LA PAROLE QUI PURIFIE ET RÉINTÈGRE
Jésus a donc décidé de ne pas fonder un centre spirituel et médical dans la maison de Pierre et il a entraîné ses premiers disciples dans une vie itinérante à travers villes et villages de Galilée.
De cette tournée inaugurale, Marc ne retient qu'un épisode car il est emblématique du dessein de Jésus: créer une communauté où la pire souillure peut être guérie et tout exclu purifié et réintégré.
LES LEPREUX DANS LA BIBLE.
La bible englobe sous le même nom de « plaie » la lèpre proprement dite ainsi que les affections cutanées graves. Ces maladies font peur car elles s'avèrent difficilement curables, progressent insidieusement et sont souvent contagieuses. L'individu qui en est atteint doit aller se montrer au prêtre qui, après constat, le déclarera « impur » et le chassera de la communauté ;
« Le lépreux ainsi malade doit avoir ses vêtements déchirés, ses cheveux défaits, sa bouche recouverte et il doit crier : « Impur ! Impur ! »....Il habite à part et établit sa demeure hors du camp » (Lév 13, 45).
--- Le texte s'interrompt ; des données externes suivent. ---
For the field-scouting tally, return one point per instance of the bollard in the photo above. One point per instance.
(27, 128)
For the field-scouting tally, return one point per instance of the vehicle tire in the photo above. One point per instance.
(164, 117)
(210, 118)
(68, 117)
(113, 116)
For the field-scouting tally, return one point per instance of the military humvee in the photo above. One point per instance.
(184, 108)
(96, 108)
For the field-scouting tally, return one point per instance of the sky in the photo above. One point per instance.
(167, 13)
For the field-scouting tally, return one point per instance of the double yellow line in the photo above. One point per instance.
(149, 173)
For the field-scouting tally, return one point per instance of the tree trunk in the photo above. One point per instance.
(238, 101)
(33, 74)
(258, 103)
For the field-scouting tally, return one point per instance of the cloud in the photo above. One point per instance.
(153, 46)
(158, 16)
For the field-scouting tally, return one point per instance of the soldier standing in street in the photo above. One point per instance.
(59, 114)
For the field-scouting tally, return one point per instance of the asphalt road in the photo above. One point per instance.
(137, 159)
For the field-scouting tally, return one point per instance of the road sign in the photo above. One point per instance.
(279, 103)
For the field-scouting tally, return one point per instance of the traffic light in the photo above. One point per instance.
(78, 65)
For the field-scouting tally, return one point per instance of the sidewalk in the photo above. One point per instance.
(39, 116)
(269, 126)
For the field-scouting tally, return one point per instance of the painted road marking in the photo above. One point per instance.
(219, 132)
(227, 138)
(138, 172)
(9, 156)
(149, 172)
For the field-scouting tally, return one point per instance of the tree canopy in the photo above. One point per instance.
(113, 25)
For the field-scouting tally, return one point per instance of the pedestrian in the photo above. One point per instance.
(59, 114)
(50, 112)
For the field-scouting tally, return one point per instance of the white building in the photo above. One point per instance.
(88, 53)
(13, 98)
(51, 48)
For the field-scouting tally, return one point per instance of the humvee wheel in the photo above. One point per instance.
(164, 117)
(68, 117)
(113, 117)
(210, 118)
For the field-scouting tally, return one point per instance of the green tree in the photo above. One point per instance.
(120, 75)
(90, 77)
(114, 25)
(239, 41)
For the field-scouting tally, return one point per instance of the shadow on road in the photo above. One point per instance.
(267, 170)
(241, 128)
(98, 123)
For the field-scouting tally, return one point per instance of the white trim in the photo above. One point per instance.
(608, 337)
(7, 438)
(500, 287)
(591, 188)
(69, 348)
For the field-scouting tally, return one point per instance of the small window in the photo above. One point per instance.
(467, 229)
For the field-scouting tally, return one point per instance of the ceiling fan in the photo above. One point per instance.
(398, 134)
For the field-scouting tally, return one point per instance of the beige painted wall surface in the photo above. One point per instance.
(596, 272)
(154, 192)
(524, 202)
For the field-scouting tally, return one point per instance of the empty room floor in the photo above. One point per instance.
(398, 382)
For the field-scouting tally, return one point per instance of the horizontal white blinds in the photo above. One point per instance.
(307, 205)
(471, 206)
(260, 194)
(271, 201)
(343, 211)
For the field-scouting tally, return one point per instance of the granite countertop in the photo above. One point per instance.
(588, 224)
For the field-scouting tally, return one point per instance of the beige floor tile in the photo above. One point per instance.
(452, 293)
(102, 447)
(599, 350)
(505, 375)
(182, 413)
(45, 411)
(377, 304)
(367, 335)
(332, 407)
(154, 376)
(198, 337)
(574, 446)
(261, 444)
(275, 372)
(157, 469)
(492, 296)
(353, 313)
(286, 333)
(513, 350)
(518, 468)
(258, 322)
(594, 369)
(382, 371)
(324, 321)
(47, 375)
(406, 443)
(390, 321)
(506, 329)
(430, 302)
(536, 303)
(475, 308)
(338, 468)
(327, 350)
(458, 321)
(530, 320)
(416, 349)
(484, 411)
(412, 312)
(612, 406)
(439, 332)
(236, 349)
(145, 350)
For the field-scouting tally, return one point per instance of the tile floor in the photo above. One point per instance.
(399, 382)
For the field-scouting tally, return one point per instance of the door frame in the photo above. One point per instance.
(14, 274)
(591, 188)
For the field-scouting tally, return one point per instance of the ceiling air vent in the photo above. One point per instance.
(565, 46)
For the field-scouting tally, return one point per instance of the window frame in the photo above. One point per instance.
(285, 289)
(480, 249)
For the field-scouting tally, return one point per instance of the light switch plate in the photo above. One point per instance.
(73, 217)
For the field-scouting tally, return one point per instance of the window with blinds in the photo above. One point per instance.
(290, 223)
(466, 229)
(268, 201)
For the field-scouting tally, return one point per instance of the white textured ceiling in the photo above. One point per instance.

On devine la détresse immense de ces pauvres malades, couverts de plaies douloureuses qui les défigurent, exclus de la communauté par crainte de la contamination, et obligés d'exhiber leur laideur afin d'éviter tout contact. Il peut arriver évidemment que certains soins obtiennent la guérison : en ce cas, l'homme doit à nouveau se rendre près d'un prêtre qui, à la suite d'un examen soigneux, effectuera tout un rituel pour « purifier » l'ancien lépreux : offrande de deux oiseaux, bain, etc....et, le 8ème jour, un sacrifice de réparation... (cf. Lév 14). Il sera alors déclaré « pur » et réintégré dans la société.
JESUS PURIFIE UN LEPREUX (texte du jour en traduction plus littérale)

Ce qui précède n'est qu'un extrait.